Yes, it helped low income families - not the lowest income families because many of them don't earn enough to benefit - but
most of the money went to middle and upper income groups and it was these who benefited the most in percentage terms. This effect is even more pronounced with the further rises introduced more recently and with those rises where they chose not to balance the effect by lowering the higher tax threshold. And, yes, it made this a popular tax policy. But making a bad tax policy popular and, worse, selling a giveaway that mostly gives money to the upper half of the household income distribution as being for the benefit of the poor is not a good outcome. People are misguided enough about the reality of income and taxation in this country as it is.

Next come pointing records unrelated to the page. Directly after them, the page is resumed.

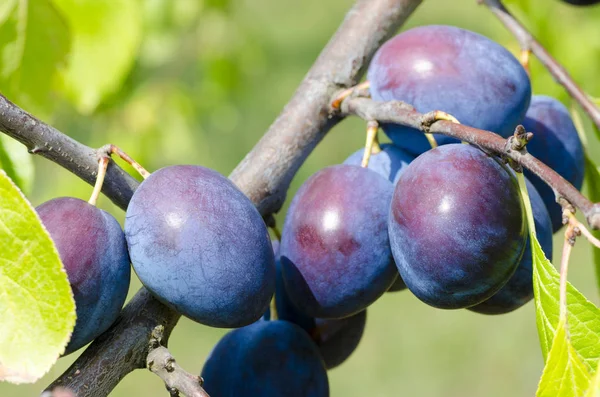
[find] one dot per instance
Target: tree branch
(528, 42)
(120, 350)
(266, 172)
(400, 113)
(162, 363)
(264, 176)
(48, 142)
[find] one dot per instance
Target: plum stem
(162, 363)
(580, 229)
(273, 315)
(398, 112)
(102, 165)
(528, 42)
(570, 235)
(371, 144)
(526, 203)
(113, 149)
(361, 89)
(524, 58)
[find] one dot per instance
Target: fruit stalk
(529, 43)
(177, 380)
(401, 113)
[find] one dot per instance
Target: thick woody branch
(48, 142)
(264, 176)
(528, 42)
(266, 172)
(403, 114)
(162, 363)
(120, 350)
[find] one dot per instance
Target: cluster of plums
(446, 223)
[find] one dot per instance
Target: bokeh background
(193, 81)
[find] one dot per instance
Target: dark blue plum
(389, 163)
(93, 251)
(335, 250)
(267, 359)
(399, 285)
(200, 246)
(457, 226)
(454, 70)
(336, 338)
(519, 289)
(556, 143)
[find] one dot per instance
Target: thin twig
(403, 114)
(162, 363)
(266, 172)
(102, 165)
(113, 149)
(580, 228)
(564, 269)
(528, 42)
(372, 129)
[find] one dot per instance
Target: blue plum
(335, 251)
(267, 359)
(556, 143)
(457, 226)
(519, 289)
(389, 163)
(336, 338)
(454, 70)
(92, 248)
(200, 246)
(399, 285)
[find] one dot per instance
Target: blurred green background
(192, 81)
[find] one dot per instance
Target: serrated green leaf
(16, 162)
(583, 315)
(594, 388)
(34, 42)
(106, 37)
(592, 182)
(565, 374)
(36, 303)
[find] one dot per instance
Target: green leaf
(106, 37)
(34, 42)
(36, 302)
(16, 162)
(565, 374)
(592, 181)
(594, 389)
(583, 315)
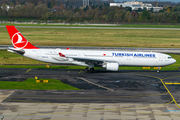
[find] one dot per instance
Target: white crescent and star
(19, 41)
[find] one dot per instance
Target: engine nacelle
(111, 66)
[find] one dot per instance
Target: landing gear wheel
(91, 70)
(86, 70)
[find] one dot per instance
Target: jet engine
(111, 66)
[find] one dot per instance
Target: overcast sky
(149, 0)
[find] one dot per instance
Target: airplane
(110, 60)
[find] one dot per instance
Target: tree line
(94, 13)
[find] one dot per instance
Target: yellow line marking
(172, 83)
(28, 70)
(163, 85)
(89, 97)
(96, 84)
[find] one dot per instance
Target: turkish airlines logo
(19, 41)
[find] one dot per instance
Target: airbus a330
(110, 60)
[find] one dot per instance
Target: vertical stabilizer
(18, 40)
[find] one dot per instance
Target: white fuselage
(124, 58)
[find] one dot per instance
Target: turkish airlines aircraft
(111, 60)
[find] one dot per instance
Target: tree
(146, 15)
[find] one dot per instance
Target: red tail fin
(18, 40)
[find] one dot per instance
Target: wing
(90, 60)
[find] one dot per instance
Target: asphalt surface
(98, 87)
(97, 27)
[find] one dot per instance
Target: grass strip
(97, 37)
(30, 84)
(12, 60)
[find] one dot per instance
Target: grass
(12, 60)
(97, 37)
(30, 84)
(113, 25)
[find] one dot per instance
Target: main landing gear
(89, 70)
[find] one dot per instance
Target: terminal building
(137, 5)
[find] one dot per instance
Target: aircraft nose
(173, 60)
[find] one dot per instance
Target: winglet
(18, 40)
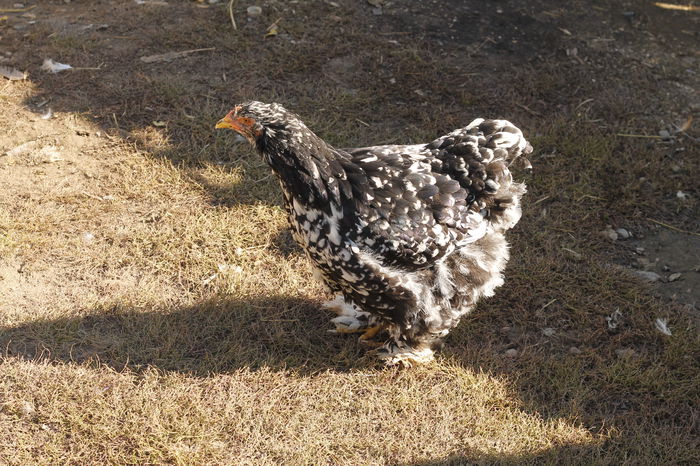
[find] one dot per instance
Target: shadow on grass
(215, 336)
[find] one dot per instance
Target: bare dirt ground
(153, 308)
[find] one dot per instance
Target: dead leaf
(12, 74)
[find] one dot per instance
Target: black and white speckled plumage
(411, 236)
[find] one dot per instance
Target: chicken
(408, 237)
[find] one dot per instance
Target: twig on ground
(16, 10)
(671, 227)
(230, 14)
(650, 136)
(528, 110)
(172, 55)
(671, 6)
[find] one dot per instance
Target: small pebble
(27, 408)
(88, 237)
(254, 11)
(648, 276)
(610, 234)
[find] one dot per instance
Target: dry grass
(153, 308)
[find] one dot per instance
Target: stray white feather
(662, 326)
(53, 66)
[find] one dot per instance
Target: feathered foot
(349, 320)
(401, 354)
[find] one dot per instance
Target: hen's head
(257, 121)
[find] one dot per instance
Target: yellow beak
(227, 122)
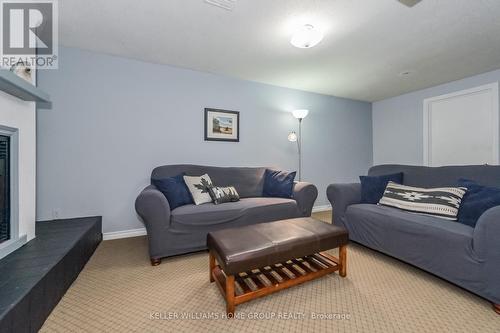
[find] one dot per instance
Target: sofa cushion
(199, 188)
(442, 202)
(278, 183)
(247, 208)
(373, 187)
(428, 242)
(174, 189)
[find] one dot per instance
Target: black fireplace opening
(4, 188)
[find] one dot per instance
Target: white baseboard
(322, 208)
(124, 234)
(142, 231)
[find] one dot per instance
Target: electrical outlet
(56, 213)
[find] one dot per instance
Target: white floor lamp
(292, 137)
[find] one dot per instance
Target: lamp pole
(299, 144)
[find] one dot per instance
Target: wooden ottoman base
(256, 283)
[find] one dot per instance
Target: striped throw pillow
(441, 202)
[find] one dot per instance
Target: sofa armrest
(486, 249)
(305, 194)
(341, 196)
(154, 210)
(486, 235)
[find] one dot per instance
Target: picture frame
(222, 125)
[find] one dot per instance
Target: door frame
(493, 88)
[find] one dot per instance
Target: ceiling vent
(409, 3)
(224, 4)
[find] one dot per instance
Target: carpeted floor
(119, 291)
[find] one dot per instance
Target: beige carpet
(118, 291)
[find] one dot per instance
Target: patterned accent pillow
(440, 202)
(223, 194)
(198, 187)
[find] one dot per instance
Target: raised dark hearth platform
(35, 277)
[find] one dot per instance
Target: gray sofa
(466, 256)
(185, 229)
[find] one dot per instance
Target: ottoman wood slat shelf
(257, 260)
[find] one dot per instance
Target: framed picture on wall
(222, 125)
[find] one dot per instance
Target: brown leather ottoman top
(259, 245)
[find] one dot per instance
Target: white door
(462, 128)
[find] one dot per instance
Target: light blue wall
(398, 121)
(114, 119)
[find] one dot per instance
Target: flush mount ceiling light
(224, 4)
(300, 114)
(306, 37)
(406, 73)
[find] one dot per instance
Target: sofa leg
(155, 261)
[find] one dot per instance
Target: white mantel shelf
(18, 87)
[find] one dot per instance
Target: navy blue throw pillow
(476, 201)
(175, 190)
(373, 187)
(278, 183)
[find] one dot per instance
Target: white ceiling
(367, 43)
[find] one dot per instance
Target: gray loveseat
(185, 229)
(466, 256)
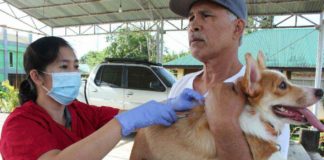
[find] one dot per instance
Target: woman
(51, 124)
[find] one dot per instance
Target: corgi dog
(271, 102)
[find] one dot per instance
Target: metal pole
(161, 43)
(319, 62)
(158, 44)
(5, 52)
(17, 59)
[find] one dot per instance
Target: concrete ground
(120, 152)
(123, 148)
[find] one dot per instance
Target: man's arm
(224, 105)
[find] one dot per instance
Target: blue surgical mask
(65, 86)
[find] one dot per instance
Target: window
(143, 79)
(109, 76)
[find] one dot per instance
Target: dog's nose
(318, 93)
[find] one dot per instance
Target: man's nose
(194, 25)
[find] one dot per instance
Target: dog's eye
(283, 85)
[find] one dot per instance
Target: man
(215, 32)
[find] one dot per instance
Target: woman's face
(65, 62)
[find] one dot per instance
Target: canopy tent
(79, 17)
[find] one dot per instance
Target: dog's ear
(261, 60)
(252, 76)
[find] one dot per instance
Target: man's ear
(252, 76)
(239, 28)
(35, 77)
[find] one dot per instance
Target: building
(12, 47)
(291, 50)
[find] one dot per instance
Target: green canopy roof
(290, 47)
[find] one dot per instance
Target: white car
(125, 84)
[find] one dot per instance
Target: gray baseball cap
(237, 7)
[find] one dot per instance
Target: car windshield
(167, 77)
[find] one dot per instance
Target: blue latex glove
(154, 113)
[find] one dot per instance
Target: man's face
(211, 31)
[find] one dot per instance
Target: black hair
(38, 56)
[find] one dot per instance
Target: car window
(144, 79)
(165, 75)
(109, 76)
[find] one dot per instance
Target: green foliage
(127, 43)
(132, 44)
(258, 22)
(8, 97)
(93, 58)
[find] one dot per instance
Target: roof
(61, 13)
(293, 48)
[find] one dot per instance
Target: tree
(127, 43)
(259, 22)
(132, 44)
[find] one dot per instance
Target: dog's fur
(190, 138)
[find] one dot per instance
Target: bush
(8, 97)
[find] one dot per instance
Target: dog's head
(277, 100)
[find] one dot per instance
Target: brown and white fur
(271, 99)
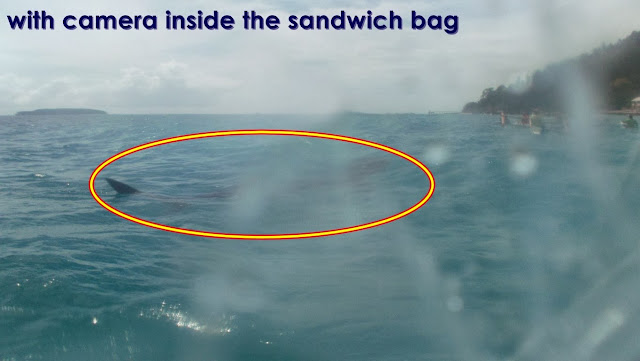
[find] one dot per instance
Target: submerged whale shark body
(122, 188)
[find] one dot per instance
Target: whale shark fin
(120, 187)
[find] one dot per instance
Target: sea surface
(528, 249)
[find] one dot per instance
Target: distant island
(62, 111)
(613, 70)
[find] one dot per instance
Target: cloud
(242, 71)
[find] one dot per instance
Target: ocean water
(528, 249)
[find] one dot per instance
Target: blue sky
(284, 71)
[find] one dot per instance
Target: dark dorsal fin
(120, 187)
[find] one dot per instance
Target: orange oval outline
(224, 133)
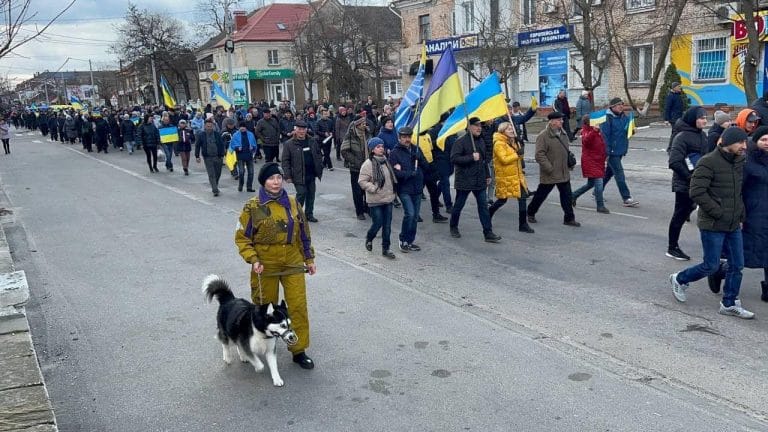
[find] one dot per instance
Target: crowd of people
(391, 168)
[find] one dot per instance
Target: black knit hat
(268, 170)
(732, 135)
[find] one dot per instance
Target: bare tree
(659, 25)
(16, 14)
(145, 34)
(212, 15)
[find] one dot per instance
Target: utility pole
(93, 88)
(154, 75)
(229, 46)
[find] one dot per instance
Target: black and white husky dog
(253, 330)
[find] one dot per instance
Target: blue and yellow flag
(75, 102)
(168, 98)
(444, 91)
(485, 102)
(169, 134)
(631, 125)
(407, 107)
(220, 97)
(597, 118)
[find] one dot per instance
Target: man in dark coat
(716, 186)
(472, 176)
(687, 148)
(755, 194)
(673, 104)
(302, 164)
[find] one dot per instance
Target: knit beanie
(721, 117)
(268, 170)
(733, 135)
(692, 114)
(373, 142)
(759, 132)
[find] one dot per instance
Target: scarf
(378, 177)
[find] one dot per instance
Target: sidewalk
(24, 403)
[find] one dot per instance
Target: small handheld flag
(168, 98)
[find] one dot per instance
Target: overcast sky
(85, 32)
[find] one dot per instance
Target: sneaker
(629, 202)
(677, 254)
(736, 310)
(678, 289)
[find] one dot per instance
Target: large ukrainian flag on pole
(444, 91)
(485, 102)
(220, 97)
(407, 107)
(168, 98)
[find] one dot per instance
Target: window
(640, 4)
(273, 58)
(710, 59)
(392, 88)
(640, 63)
(425, 32)
(495, 14)
(469, 16)
(528, 11)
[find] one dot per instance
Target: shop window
(528, 10)
(640, 63)
(425, 31)
(710, 59)
(273, 58)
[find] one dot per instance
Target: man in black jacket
(302, 164)
(209, 143)
(716, 187)
(469, 157)
(268, 131)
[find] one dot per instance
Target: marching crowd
(723, 173)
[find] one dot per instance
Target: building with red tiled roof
(262, 65)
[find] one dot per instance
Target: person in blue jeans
(614, 131)
(408, 161)
(716, 187)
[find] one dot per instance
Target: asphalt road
(563, 330)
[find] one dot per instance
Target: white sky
(85, 32)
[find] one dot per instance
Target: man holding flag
(616, 130)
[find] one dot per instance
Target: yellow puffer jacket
(274, 232)
(508, 167)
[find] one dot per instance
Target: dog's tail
(215, 286)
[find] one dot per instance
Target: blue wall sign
(458, 43)
(543, 36)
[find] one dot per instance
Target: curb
(24, 401)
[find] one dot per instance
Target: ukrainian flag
(597, 118)
(169, 134)
(486, 102)
(75, 102)
(631, 125)
(444, 91)
(168, 98)
(220, 97)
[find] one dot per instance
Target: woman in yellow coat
(510, 176)
(273, 237)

The rest is just the British misunderstanding of a coalition government the lib dems had three choices, put Gordon Browns failed administration back into number ten, put David Camerons conservatives who had only just missed out on a majority into number 10 with there backing or put David Cameron into number 10 leading a minority tory government and give us two years of chaos followed by another general election at a time when the country needed stability.
I don't think it was possible for the Lib Dems to form a coalition with Labour. Their choices were for a coalition, form a looser agreement, or force the Tories to simply make do with a minority government. They chose coalition and then made an utter hashjob of it.
I don't buy the stability argument. What the country needed was good governance, instead it got five years of Tory economic incompetence enabled by the Lib Dems who went into the election with vastly more sensible economic policies.
Yes they had to compromise but that is what happens when your very much the minority party in a coalition government was the deal perfect no was it better than the current mess definitely. Had we had another Con Lib coalition there would have been no referendum for starters!
They chose to be the minority party, as coalitions the world over have shown, it's perfectly possible for the minority party to have powerful influence. Instead Clegg chose to enable an almost entirely Tory government with a few token Lib Dem policies, a promise of Lord's reform he bungled, and a referendum on a voting system
no-one wanted. Worse, he threw away his party's most potent bargaining tool with the fixed term parliament act. If you want a textbook example of how to bungle a coalition and make your party suffer as a result, the Lib Dem's delivered it.
As for a pure Tory government being worse - well, I agree, but in 2010 pure Tory wasn't an option but Clegg made sure we got something very close to it.